Compared to last year, Cyclone DDS now has a Quality Level defined for rmw_cyclonedds_cpp.

The packages implementing the DDS/RTPS protocol (Cyclone DDS and Fast RTPS) are comparable in most respects. The key differences seem to be:

  • Cyclone DDS relies on the OMG DDS standard for documenting the features, while Fast RTPS has dedicated documentation
  • Cyclone DDS does not have automated performance tests, while Fast RTPS does
  • Cyclone DDS conforms to REP-2006 for security vulnerability reporting, while Fast RTPS has its own, largely equivalent, security process

The packages implementing the interface to ROS 2 (rmw_cyclonedds_cpp and rmw_fastrtps_cpp) are generally comparable. Here are some of the key differences:

  • rmw_cyclonedds_cpp has a major version number < 1, while rmw_fastrtps_cpp has a major version number > 1
  • rmw_cyclonedds_cpp features are documented via the rmw API, while rmw_fastrtps_cpp relies on the README, the rmw docs, and the Fast RTPS docs
  • rmw_cyclonedds_cpp is missing a Quality Declaration for the rosidl_typesupport_introspection_c{pp} dependency, while rmw_fastrtps_cpp has a Quality Declaration for all dependencies

As a reminder, all of the quality levels for the various packages are self-declared.

User Survey Results

DDS provider responses

Overview

As previously mentioned, each of the candidate DDS providers was given a questionnaire to respond to. The questions provided all came from TSC members, and represent a subset of the concerns facing the ROS 2 community. The responses from each of the providers is below:

Discussion

The two reports were taken with different hardware by different people at different times. Additionally, the Fast DDS response is using this ros2.repos file from August 31, 2021, while the Cyclone DDS response is using Galactic Patch Release 1. All of these factors mean that the two reports are not directly comparable in any meaningful sense. The reader is encouraged to look at the way in which the providers answered the concerns coming from the community. This can give insight into how, and how much, a provider is thinking about any particular issue.

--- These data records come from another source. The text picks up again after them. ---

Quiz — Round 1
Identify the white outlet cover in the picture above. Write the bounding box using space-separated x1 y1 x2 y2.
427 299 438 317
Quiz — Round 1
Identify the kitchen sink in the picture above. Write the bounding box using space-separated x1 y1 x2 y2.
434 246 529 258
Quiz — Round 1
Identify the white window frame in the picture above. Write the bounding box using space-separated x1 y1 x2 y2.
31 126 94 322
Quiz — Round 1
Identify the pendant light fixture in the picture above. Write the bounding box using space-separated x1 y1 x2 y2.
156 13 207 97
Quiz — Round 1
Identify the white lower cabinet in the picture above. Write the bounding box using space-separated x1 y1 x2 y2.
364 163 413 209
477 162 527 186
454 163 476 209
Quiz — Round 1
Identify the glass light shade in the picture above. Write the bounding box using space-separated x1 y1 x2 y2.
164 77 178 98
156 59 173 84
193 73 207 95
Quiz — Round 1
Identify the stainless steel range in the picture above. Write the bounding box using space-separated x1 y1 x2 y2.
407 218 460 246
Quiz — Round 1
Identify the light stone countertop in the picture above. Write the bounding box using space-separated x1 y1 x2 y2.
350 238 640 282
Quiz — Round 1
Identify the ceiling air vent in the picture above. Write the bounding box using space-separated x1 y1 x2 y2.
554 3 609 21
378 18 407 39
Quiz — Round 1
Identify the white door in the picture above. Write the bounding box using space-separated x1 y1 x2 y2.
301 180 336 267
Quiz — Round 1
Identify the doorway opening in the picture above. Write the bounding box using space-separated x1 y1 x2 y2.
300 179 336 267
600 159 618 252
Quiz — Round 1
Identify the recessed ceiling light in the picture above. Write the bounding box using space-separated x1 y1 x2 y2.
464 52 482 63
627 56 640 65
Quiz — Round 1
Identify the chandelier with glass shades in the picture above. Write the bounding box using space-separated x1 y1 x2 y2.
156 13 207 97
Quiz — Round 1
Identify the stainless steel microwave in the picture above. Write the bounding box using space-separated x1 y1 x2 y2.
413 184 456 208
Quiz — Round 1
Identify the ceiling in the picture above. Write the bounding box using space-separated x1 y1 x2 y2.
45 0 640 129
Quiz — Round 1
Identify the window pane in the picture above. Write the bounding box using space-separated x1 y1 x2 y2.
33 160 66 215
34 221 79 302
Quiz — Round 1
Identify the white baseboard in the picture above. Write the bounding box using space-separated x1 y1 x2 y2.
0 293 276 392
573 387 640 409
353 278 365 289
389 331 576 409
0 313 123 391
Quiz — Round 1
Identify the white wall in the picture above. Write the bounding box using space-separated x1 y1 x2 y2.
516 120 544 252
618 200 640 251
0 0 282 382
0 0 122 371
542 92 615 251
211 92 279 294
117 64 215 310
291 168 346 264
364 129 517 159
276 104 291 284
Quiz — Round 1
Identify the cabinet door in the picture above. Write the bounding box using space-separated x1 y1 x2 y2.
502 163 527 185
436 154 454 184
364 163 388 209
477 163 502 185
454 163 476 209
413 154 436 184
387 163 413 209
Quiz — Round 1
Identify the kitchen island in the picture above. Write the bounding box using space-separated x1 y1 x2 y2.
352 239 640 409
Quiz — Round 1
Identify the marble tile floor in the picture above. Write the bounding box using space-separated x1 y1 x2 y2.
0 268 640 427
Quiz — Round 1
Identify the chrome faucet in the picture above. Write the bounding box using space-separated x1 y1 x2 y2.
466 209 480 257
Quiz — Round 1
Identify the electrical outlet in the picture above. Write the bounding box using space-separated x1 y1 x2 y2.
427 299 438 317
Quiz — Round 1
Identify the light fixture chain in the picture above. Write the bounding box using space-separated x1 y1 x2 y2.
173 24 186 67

Since the two reports are vastly different, a detailed comparison will not be provided here. Here are some interesting points the editors noticed while reading the reports:

  • Looking at the provider responses, Cyclone DDS answered all of the questions. Fast DDS answered all of the questions except for the one that says "How well does the implementation work out-of-the-box over WiFi?".

  • For the performance tests, the Cyclone DDS plots show up to 50 subscribers, while the Fast DDS ones only show up to 10 subscribers.

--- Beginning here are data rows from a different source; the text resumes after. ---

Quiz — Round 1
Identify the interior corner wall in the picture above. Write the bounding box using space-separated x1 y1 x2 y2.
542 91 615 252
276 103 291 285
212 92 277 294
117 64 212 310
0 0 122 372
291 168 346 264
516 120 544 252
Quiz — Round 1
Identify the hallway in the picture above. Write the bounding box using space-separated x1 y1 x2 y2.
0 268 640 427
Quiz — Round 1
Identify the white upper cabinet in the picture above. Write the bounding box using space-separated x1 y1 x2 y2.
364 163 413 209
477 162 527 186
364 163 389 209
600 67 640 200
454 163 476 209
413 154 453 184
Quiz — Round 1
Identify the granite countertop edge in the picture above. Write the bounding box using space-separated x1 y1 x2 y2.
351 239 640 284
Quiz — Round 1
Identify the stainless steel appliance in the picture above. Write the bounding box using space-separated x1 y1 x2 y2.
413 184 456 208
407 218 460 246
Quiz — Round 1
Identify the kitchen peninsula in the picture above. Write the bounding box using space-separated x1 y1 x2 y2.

  • In terms of memory usage, both of the reports agree that Fast DDS has higher memory usage in the usual cases. According to the eProsima report, this is because Fast DDS support more configurations and options.

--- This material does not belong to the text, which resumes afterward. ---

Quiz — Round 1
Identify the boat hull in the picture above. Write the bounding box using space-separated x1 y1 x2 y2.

  • Service scalability is hampered because neither has Content Filtering, but that is on the roadmap for both.

  • For the WiFi answers, both providers mentioned that additional configuration is needed in order to make WiFi work better. In the Fast DDS case, this is by either providing a list of Initial Peer node (through XML configuration), or by setting up a Discovery Server. In the Cyclone DDS case, this is by deploying Zenoh to deal with WiFi communications in a better way.